Swept among seas that walk downwind,
beaks and feathers wheel to hook and pick.
Skimming low, fulmars heel and spin
speed.  Their twines knot the world to its quick.
I learn to listen with my skin.
Gusts kiss me, whispering their cold.
Caressed in tempos that whitecaps kick,
rust scours my vessel, fills her holds.
She presses into a surface nicked
by birds feeding where salt unfolds.

Fulmars chitter.  Kittiwakes yelp.
White streaks the backs of waves as if scars.
Whipped sinuously, like bull kelp
waving down current when the flood spars
with land or the ebbing sea whelps
tide pools upon dried out shorelines,
white betrays the gale where each gust tars
the surface.  I learn to read signs,
brushed scrollwork rolling out so far
meanings merge where whitecaps align.

My trawl leaves the surface behind.
The net descends from the broken backs
of seas through currents the moon aligned
in layers, sinking from black to black.
I tow her where my eyes are blind.
I listen as her sonars call
to my vessel, sending pings and clacks.
A granite outcrop snags her crawl,
strikes her dumb as chains and footgear wrack.
Among fins and gills, silence falls.


Thanks to Seattle poet Peter Munro whose poem 
is posted with his permission. 

—Editor: T Clear

When I asked Peter Munro to send me a poem, I knew that he was up in the vast north on a fishing boat doing research, and thought it a marvelous opportunity to give this post one of the things that I love to do when reading poetry — to place the poet in a landscape relevant to what is being composed.

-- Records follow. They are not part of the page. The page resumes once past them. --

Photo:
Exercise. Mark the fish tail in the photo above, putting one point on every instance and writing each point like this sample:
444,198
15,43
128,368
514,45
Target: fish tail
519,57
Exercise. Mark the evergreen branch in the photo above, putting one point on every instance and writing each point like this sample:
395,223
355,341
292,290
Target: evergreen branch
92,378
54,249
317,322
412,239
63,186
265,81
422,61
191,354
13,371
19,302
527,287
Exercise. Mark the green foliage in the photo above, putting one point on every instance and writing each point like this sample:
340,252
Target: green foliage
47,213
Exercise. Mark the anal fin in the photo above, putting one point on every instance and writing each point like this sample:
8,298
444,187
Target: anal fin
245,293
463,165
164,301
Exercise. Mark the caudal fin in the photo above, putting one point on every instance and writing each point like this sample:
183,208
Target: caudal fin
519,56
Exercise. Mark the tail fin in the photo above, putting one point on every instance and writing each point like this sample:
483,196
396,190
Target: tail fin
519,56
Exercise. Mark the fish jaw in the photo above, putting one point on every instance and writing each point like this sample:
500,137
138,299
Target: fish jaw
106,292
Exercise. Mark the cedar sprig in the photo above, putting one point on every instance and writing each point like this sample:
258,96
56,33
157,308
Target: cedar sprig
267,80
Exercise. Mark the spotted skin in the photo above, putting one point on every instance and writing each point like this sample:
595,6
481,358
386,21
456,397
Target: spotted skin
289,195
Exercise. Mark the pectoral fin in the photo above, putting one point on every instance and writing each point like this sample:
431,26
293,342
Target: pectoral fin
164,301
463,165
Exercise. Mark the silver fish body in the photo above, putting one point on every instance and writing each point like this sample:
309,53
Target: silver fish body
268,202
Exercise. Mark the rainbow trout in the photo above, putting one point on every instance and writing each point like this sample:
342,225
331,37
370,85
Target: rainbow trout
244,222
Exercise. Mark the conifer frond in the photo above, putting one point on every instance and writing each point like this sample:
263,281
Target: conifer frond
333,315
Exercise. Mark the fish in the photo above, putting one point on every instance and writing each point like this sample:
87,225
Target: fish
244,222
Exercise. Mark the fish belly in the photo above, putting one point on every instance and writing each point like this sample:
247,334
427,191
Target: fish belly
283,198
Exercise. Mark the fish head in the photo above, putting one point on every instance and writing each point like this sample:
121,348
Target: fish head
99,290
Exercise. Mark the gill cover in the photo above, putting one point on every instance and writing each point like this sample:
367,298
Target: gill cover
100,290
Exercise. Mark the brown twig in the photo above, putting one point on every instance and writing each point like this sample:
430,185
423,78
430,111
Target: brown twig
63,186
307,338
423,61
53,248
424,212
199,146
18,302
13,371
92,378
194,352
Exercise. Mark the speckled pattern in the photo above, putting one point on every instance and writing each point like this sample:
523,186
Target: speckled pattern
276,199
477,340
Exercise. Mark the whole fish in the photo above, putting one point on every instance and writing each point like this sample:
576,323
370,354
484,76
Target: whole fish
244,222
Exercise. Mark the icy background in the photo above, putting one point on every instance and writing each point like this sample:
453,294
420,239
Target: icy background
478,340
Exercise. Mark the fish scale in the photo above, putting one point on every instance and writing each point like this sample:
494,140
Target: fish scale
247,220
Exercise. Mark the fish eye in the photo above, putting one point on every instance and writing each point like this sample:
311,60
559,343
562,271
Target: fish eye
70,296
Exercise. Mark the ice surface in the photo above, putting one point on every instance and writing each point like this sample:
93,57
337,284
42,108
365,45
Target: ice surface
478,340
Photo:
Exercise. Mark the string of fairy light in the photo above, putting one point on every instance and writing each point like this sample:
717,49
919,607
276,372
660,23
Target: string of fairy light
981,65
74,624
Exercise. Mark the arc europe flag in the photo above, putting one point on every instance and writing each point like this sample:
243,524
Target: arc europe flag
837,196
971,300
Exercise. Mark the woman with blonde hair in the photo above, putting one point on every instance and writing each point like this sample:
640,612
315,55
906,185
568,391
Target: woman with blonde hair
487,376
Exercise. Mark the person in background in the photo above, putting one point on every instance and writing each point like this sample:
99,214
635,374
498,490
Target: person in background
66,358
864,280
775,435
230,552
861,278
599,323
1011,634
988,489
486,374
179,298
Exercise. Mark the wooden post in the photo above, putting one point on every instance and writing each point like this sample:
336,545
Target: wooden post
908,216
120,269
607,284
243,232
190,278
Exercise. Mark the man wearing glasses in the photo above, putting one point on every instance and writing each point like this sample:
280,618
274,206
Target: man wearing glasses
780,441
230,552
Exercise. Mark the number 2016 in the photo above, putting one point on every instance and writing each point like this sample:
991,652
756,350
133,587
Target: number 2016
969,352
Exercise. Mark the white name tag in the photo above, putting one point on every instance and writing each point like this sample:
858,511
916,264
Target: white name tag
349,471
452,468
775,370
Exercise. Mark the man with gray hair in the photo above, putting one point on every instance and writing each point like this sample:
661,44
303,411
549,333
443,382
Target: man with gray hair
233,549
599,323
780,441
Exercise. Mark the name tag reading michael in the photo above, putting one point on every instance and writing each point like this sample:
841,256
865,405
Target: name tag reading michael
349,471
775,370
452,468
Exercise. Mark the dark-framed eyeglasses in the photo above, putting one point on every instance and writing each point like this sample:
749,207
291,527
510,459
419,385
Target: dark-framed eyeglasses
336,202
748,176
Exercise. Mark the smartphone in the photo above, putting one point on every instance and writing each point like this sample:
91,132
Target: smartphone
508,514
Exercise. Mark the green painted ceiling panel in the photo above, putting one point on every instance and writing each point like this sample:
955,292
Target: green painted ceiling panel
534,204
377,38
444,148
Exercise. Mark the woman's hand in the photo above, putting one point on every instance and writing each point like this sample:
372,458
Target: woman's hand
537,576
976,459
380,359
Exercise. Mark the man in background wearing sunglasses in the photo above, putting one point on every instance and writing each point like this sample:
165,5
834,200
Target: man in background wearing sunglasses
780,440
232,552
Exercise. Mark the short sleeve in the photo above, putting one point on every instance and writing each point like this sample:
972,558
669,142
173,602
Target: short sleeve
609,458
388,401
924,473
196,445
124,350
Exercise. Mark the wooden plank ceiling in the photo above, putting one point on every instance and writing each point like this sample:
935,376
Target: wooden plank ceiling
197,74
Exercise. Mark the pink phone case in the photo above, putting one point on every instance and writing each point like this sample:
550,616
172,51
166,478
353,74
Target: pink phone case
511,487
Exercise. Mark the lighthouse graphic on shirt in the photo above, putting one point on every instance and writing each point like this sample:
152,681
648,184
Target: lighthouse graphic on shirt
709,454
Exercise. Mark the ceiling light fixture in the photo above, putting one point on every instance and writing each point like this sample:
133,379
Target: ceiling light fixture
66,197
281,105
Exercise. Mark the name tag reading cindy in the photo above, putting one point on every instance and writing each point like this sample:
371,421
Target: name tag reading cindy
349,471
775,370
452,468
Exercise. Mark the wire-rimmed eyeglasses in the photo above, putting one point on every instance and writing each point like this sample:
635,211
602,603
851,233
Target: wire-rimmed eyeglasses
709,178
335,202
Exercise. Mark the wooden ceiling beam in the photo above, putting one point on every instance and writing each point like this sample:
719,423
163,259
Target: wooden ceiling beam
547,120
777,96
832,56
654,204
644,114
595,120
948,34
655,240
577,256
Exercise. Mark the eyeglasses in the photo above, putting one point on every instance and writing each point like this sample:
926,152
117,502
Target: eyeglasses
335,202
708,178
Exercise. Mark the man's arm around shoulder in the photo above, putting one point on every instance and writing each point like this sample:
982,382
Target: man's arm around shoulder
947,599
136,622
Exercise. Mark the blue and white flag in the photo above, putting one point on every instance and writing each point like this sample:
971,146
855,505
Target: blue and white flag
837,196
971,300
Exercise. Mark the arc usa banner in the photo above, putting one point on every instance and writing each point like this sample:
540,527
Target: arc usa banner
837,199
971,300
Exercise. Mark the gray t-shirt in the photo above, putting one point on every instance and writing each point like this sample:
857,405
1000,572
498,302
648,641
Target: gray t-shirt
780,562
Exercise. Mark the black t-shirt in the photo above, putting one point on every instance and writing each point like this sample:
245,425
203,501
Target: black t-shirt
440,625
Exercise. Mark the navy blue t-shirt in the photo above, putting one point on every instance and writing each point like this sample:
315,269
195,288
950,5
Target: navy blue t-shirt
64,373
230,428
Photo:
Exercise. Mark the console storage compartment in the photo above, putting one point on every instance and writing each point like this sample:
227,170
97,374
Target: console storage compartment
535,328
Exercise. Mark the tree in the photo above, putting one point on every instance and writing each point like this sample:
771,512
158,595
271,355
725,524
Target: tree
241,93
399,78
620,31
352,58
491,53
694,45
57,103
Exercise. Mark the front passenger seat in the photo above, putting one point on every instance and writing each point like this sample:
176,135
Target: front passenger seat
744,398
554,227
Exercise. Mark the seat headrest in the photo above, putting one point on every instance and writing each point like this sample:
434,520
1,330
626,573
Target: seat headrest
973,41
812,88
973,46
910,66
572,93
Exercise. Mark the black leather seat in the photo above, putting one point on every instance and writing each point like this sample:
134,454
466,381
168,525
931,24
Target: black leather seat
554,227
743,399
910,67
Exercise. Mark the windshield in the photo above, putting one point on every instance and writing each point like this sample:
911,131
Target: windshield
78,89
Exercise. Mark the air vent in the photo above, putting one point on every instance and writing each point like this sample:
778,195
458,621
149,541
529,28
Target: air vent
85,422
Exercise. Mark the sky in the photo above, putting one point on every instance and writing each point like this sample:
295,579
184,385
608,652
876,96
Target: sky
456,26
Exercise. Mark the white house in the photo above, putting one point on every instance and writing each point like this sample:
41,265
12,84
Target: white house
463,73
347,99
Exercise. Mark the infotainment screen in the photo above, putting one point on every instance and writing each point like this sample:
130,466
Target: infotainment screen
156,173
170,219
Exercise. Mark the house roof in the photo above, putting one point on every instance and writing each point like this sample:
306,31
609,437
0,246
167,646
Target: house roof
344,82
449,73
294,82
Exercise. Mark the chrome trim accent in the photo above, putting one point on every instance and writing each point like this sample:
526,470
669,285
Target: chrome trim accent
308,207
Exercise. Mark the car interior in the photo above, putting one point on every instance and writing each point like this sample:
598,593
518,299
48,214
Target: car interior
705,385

In my humble opinion, this particular landscape is high drama with a bit of the romantic involved. (Although I'm dead certain that Peter would deny any aspect of the romantic notion.)

Over the past few months, at at open mic that I attend, I've listened to Peter read, in sequence, "chapters" of a 31-page poem titled The Baptism of Mack MacListon. After the first few times I heard him read this, I gave up trying to follow the narrative, and instead gave in to the spectacular music of it. At once it's like listening to Debussy blended with Nine Inch Nails. He gave me a hard copy of it a month ago, and I'm slowly making my way through - the music as present on the page as when experienced in a purely auditory fashion.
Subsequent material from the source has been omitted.